In April, Clientèle announced the proposed delisting of the company by way of a conditional offer effected through a pro rata repurchase of shares. The offer, in respect of no more than 36,261,776 offer shares at R19.90 per share closed this week with acceptances of 21,097,797 shares for an aggregate R419,85 million.

Vodacom has updated shareholders on its acquisition of an additional 20% stake in Safaricom announced in December 2025. Conditions precedent have been fulfilled and the acquisition is effective as of 30 June 2026.

The disposal agreement of the Arlington Property for a cash consideration of US$30 million announced by PPC in August 2025 has lapsed with the agreement becoming null and void. The disposal consideration did not occur by the extended longstop date of 30 June 2026. The property remains a non-core asset for the company.

Zeder Investments has extended the long stop date of its announced February 2026 disposal of Zaad to 30 November 2026 from the initial 31 July 2026.

Differential Capital and its consortium of investors have taken an equity stake in the mining division of Murray and Roberts (in business rescue) for R1,27 billion. The business rescue plan was approved in April 2026, and the transaction was completed on 25 June 2026, securing the transfer of numerous local and foreign subsidiaries in South Africa, Canada, Australia, Portugal and Chile among others. The transaction has preserved 2,600 jobs and safeguards vital mining capabilities.

Strategic Transfer Solutions (STS), a global insurance and reinsurance broker, has acquired 100% of Aircraft Risk Company (ARC), an aviation brokerage, marking an expansion into the aviation specialist area. Beyond Africa, STS will scale its footprint into Europe, Latin America and Asia in which ARC will play a meaning role in its global strategy. For the meantime ARC will continue to operate under its existing brand.

Infra Impact Investment Managers (IIIM), through its Mid-Market Infrastructure Fund I, has acquired a minority shareholding in Cape Town Biogas, an organic waste processing facility. The stake was acquired from Metier Sustainable Capital Fund II, which remains the controlling investor. Cape Town Biogas utilises leading anaerobic digestion technology to process 250 tonnes of organic waste per day into three valuable outputs – Compressed Biomethane, Renewable Beverage-Grade Carbon Dioxide and valuable agricultural inputs.

Preference Capital has received a R350 million capital injection from Titan Premier Investments. Preference Capital supports businesses generating up to R1 billion in turnover, offering unsecured loans from R100,000 to R7 million and secured facilities to a maximum of R60 million.

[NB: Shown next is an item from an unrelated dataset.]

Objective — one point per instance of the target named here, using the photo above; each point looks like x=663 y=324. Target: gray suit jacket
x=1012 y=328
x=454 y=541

Mauritian headquartered private equity firm Adena Partners has acquired a majority stake the Minet Group, a South African-based pan-African risk insurance adviser. Minet provides insurance brokerage, risk advisory, and employee benefits solutions to a diverse base of clients, including corporates, SMEs, and institutions across nine African countries. The stake was acquired from private equity investor Capitalworks. Financial details were undisclosed.

South African non-profit organisation Afrika Tikkun Group has disposed of its advisory, recruitment, training and placement company Afrika Tikkun Services. The disposal, to a consortium, will allow the Group to build and focus on its model for child and youth development. Afrika Tikkun Services will change its name to ATS and will operate independently under the new ownership. Financial details were not disclosed.

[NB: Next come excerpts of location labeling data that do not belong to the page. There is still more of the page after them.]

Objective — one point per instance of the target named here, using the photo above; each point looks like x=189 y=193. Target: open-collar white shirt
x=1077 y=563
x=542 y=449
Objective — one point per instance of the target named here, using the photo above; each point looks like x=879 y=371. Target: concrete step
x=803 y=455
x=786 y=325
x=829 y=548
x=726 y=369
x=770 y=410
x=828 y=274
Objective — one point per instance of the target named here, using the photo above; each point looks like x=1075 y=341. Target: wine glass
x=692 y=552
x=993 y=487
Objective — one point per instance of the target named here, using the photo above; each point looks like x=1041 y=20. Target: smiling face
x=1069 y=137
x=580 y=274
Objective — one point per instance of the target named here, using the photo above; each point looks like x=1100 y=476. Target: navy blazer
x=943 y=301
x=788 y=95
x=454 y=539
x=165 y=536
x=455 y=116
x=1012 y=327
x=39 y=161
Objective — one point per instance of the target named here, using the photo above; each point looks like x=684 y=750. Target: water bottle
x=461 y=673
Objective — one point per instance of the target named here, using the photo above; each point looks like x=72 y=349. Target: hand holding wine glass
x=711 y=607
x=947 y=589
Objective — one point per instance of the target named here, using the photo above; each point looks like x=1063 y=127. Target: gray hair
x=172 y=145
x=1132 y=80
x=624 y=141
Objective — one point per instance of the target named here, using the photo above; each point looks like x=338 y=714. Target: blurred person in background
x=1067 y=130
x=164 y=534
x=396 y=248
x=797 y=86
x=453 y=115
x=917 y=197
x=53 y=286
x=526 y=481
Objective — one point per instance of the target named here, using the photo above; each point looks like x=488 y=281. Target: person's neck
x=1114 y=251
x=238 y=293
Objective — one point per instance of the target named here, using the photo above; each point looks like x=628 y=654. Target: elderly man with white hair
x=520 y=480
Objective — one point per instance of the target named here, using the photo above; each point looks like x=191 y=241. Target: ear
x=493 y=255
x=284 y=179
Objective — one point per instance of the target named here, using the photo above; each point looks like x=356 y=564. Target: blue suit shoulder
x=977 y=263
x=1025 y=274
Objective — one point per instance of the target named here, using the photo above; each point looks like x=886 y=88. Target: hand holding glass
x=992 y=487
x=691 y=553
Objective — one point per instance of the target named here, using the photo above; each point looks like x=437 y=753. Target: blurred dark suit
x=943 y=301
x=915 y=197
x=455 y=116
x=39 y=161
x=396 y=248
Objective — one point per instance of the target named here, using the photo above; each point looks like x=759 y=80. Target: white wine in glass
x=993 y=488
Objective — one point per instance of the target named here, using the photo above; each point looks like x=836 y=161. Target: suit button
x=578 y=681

Maia Capital Partners has provided R150 million in mezzanine debt financing to Nesa Power, a commercial and industrial solar and battery storage developer. The funding will be used as growth capital to acquire solar photovoltaic project sites and expand Nesa’s portfolio of long-term power purchase agreements.

African International Schools network, Enko Education, has entered the East African market through the acquisition of Kitengela International Schools (KISC), a group of seven schools across three campuses in Kenya’s Kitengela region. KISC will retain its name, identity and day-to-day operations.